Scary Monsters… and Super Creeps was released that same September. Produced by Bowie and Visconti, David’s first album of the new decade was preceded by his first UK #1 single, Ashes to Ashes, which resurrected and ruminated on the fate of the Major Tom character from Space Oddity. Scary Monsters…  produced more than one of the iconic clips of the impending first decade of MTV as Ashes to Ashes was followed onto the airwaves by Fashion. Further singles included the title cut and Up The Hill Backwards, establishing Scary Monsters… as a milestone balancing act of artistic ambition and commercial success—one that  showcased the return of Fripp on guitar, guest turns including Pete Townshend and the last appearance of the 1976-1980 Bowie rhythm section of Alomar, Davis and bassist George Murray. 

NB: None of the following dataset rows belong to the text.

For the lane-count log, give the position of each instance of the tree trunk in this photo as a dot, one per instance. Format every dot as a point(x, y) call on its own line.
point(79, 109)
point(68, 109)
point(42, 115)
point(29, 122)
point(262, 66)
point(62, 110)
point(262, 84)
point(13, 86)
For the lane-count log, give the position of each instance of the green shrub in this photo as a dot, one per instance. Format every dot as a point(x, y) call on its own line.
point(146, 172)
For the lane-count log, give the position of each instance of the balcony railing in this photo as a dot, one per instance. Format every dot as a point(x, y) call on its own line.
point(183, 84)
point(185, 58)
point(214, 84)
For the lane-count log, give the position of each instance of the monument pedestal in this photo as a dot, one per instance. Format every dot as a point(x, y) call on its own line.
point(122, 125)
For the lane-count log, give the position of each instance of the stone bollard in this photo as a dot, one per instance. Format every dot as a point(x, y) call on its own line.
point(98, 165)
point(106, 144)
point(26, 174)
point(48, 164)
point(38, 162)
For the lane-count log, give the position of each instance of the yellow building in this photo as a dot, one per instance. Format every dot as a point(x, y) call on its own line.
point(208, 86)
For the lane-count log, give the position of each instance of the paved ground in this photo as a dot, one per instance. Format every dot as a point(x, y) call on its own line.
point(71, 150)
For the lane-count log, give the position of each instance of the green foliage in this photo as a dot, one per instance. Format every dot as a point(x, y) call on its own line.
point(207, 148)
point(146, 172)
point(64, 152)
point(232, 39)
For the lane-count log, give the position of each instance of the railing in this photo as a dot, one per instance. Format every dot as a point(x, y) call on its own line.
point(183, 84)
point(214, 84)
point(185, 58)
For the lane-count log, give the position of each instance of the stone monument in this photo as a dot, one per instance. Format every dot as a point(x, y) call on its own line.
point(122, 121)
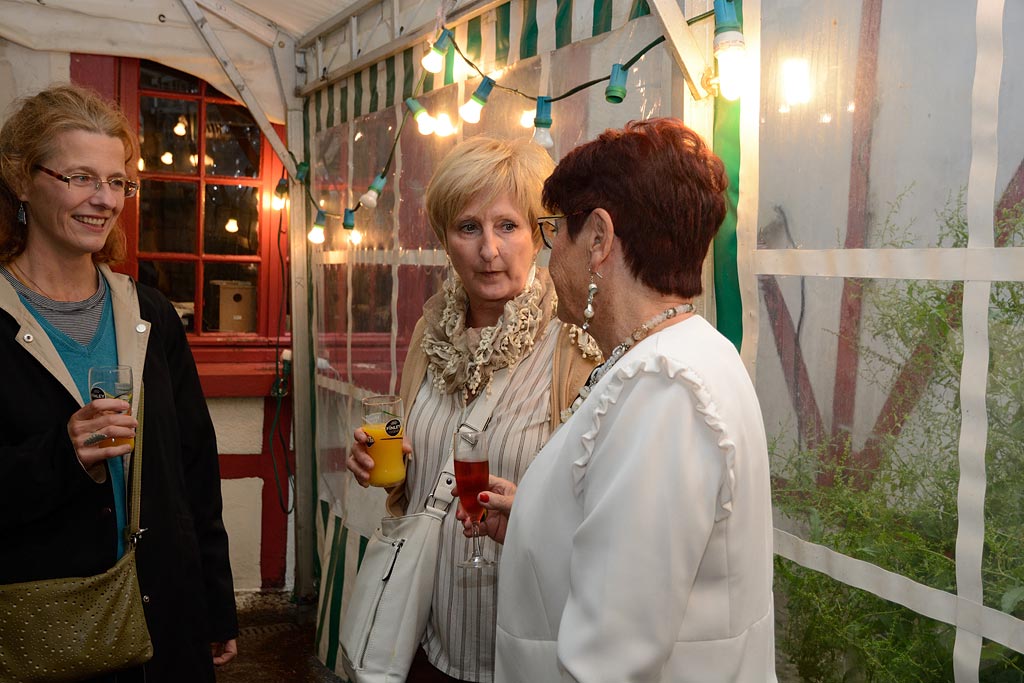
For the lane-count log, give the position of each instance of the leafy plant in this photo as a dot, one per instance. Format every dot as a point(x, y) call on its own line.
point(894, 501)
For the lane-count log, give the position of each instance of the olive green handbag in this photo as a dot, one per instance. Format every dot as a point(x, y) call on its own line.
point(77, 628)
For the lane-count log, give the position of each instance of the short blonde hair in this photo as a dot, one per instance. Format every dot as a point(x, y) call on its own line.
point(32, 134)
point(483, 168)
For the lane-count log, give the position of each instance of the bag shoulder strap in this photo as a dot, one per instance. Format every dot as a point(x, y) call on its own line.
point(135, 503)
point(479, 414)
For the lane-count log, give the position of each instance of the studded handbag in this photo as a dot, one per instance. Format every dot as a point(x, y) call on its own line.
point(77, 628)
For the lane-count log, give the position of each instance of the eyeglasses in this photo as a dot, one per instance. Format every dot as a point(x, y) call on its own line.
point(550, 225)
point(84, 180)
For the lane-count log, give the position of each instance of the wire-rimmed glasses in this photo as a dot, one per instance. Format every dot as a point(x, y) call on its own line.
point(86, 181)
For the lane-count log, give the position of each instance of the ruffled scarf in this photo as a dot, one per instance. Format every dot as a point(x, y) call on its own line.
point(464, 358)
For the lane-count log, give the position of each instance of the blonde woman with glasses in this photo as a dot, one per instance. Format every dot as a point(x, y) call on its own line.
point(65, 159)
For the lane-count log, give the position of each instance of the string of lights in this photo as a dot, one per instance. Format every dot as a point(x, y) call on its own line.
point(727, 35)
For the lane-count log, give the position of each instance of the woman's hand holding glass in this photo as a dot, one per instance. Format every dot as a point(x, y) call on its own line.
point(359, 463)
point(497, 501)
point(109, 418)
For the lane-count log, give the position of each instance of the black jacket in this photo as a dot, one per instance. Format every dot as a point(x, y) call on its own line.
point(56, 519)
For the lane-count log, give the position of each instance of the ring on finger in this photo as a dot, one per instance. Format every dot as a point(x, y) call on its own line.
point(94, 438)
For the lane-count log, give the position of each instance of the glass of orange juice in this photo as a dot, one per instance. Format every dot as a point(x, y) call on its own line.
point(112, 382)
point(382, 421)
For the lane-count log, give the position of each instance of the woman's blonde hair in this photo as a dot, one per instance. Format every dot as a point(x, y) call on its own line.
point(32, 134)
point(482, 168)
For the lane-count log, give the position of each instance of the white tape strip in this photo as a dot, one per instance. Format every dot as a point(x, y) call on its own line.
point(931, 602)
point(983, 264)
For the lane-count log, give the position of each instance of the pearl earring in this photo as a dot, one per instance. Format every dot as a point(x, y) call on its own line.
point(588, 311)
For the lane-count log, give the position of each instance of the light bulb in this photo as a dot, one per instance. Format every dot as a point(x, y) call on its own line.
point(470, 112)
point(731, 68)
point(543, 137)
point(444, 127)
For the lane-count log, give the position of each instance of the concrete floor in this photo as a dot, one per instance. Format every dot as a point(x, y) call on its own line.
point(275, 643)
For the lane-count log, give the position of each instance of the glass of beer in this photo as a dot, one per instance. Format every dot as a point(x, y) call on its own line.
point(112, 382)
point(382, 421)
point(471, 474)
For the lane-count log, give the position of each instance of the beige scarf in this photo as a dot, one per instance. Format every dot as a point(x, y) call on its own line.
point(464, 358)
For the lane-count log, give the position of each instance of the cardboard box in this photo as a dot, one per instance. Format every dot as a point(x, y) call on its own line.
point(238, 305)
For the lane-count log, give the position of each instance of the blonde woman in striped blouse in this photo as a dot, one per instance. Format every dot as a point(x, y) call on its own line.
point(496, 309)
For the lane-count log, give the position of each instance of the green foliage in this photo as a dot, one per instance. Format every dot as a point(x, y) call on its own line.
point(894, 503)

As with Lodger, Bowie did not tour behind Scary Monsters… . The relative quiet of his 1981 was punctuated by the October release of Under Pressure, a surprise global smash written and recorded with Queen in Switzerland and ultimately included on Queen's Hot Space album the following year. The song would become Bowie’s second #1 single in the UK, hitting the top spot in three countries total and cracking the top 10 in nine more.

1982 saw Bowie turning his focus to various film projects: playing the male lead in The Hunger, the role of Celliers in in the acclaimed WW2 drama Merry Christmas Mr. Lawrence, and writing the theme song for Paul Schrader's Cat People. Another greatest hits compilation, ChangesTwoBowie, was released during this year.

Let’s Dance shattered the silence in April 1983. Bowie's first release for EMI, Let’s Dance would in short order become the most commercially successful album of his career—selling some 7 million copies worldwide as its title track went to #1 in more than half a dozen countries, followed by two more global top 10 hits with Modern Love and the Bowie version of China Girl, co-composed with Iggy Pop, whose version was originally released on 1977’s The Idiot. Produced by Nile Rodgers and featuring the late Stevie Ray Vaughan on guitar atop rhythms provided provided by the likes of Bernard Edwards, Omar Hakim and Tony Thompson, Let’s Dance was much more than a global hit—the repercussions of its melding of rich fluid blues/rock guitar, rock solid funk grooves and irresistible vocal hooks were instantly evident on the likes of Duran Duran, and are still being felt as recently as the new millennial proliferation of acts like The Killers, Franz Ferdinand and LCD Soundsystem.

The release of Let’s Dance was followed a month later by Bowie’s triumphant return to the stage with the Serious Moonlight tour. Serious Moonlight exceeded all expectations and established Bowie as a global stadium headliner. Every date sold out, including multiple-night stands at the likes of New York’s Madison Square Garden and the UK’s Milton Keynes Bowl, with single engagements moving in excess of 50, 80 even 100,000 tickets at stadiums and fairgrounds in the U.S., Europe, New Zealand and beyond. By the time the tour wound down in Hong Kong that December, Serious Moonlight had sold over 2.5 million tickets across 15 countries. A few months before that tour finale', RCA released Ziggy Stardust: The Motion Picture Album that October, capturing the energy of Ziggy and the Spiders during their last show. Shortly thereafter, the movie, originally filmed in 1973, was also released.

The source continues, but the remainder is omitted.